As shown in Figure 4, the mobile bitumen can be recovered from the horizontal well by means known in the art. For example, a gas lift or electric submersible pump system 12 can be used to lift the hot bitumen to surface. Preferably, the heat source is positioned at ground level. However, it may be also positioned down hole, as when using a standard ESP (electric submersible pump) which generates a significant amount of heat in the pumping action. Furthermore, an electric heating source can be used alone or in combination with other heating sources.

Based on the reservoir characteristics, if the proper solvent composition and operating conditions are used, the solvent will stay in the reservoir throughout the process without the need to top up the solvent. This results in little or no solvent in the production fluid because the solvent remains a working fluid within the reservoir. The solvent has a repeating cycle consisting of being warm liquid in the horizontal section to hot vapor rising through the reservoir to a bitumen/solvent mixture flow back to the horizontal section. Because the solvent remains a working fluid in the reservoir, there is no solvent recovery until the end of the process resulting in less solvent used in the overall process.

Because there is minimal solvent injection in the process, energy is conserved because solvent recovery at the surface isn't typically needed. Even if the bitumen recovered contains trace or small amounts of solvent, the solvent remaining in the bitumen results in a slightly reduced viscosity and density, lowering any requirement for diluent additions prior to sales or pipelining.

As depicted in Figures 5 and 6, the bitumen produced from this process will still contain some water, since there is connate water entrapped around the sand grains in the reservoir along with the bitumen. However, the volume of water in the well will be substantially lower.

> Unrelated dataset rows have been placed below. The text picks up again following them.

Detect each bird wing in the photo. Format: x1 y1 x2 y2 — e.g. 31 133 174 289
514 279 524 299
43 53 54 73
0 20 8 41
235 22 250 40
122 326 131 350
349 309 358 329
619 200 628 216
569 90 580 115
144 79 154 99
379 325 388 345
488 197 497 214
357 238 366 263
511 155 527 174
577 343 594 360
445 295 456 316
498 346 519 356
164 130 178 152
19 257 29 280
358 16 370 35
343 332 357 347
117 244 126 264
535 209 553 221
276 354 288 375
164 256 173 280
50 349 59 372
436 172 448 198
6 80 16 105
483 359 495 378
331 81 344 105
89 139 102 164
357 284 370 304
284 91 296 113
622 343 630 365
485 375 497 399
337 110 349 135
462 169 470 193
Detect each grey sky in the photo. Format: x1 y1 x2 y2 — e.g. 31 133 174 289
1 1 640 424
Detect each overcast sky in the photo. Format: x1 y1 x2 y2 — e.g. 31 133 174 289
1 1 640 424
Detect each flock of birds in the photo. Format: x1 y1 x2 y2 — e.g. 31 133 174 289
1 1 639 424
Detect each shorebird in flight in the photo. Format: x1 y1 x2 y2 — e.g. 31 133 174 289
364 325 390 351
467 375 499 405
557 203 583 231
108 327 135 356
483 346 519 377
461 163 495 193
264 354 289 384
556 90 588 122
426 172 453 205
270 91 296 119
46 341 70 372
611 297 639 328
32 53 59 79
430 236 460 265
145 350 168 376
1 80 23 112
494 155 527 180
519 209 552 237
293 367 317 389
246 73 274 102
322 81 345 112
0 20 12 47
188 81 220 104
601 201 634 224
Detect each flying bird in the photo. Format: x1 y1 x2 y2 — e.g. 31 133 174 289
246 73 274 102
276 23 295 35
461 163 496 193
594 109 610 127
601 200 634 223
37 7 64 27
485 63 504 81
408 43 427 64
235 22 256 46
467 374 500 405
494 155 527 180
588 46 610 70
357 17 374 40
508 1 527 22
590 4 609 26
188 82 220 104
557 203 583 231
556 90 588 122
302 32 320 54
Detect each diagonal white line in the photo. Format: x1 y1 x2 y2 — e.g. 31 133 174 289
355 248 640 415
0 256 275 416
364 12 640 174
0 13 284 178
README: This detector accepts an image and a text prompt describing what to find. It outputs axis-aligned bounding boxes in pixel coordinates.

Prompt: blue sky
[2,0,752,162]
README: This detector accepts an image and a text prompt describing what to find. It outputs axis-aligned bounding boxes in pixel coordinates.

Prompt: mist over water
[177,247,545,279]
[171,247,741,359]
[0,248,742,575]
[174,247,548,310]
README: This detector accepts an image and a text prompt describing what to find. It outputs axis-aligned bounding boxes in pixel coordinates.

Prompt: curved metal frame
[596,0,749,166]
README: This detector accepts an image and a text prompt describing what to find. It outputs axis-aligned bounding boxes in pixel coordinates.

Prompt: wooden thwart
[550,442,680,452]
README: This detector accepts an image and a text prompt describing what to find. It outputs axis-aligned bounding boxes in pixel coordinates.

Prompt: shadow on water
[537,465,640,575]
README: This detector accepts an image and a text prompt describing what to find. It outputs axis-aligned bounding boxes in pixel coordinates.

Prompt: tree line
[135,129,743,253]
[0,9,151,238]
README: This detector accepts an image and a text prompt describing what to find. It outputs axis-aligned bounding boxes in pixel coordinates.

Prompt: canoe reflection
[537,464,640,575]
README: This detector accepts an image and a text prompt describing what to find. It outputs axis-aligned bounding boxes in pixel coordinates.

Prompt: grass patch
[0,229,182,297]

In fact, the 300% volume of water in the bitumen volume experienced in typical SAGD operation is reduced to 15-30% volume of water in the bitumen volume.

Shown in Figure 7, upon depletion of the bitumen formation, the solvent remaining inside the formation can be cooled, drained to the bottom of the well, and recovered from the well for future reuse.

As is seen from above, important advantages of this process include the following:

1) Production costs will be significantly lower than traditional CSS or SAGD processes.

Because there is no added water, the water doesn't have be lifted to surface, cleaned, and reused or disposed. Likewise, there is no need to vapourize water for the steam injection into the reservoir.

2) The environmental impact of the operation will be much lower than traditional CSS or SAGD since there is no heavy water usage.

3) Using and cycling a contained heated fluid can maintain the well bore at very low pressures. This feature allows recovery of deposits which are very close to the surface and too complicated or even dangerous (in terms of potential steam release to the surface) for SAGD or CSS processes. The amount of resources suitable for this specific technology is huge in the Athabasca region alone, and is almost unexplored internationally.

4) The process described above can be equipped with additional machinery and equipment used in the enhanced oil recovery such as an oil treating facility, water treating facility, heaters, oil storage, power generating and pumping equipment known in the art. As many changes therefore may be made to the preferred embodiment of the invention without departing from the scope thereof. It is considered that all matter contained herein be considered illustrative of the invention and not in a limiting sense.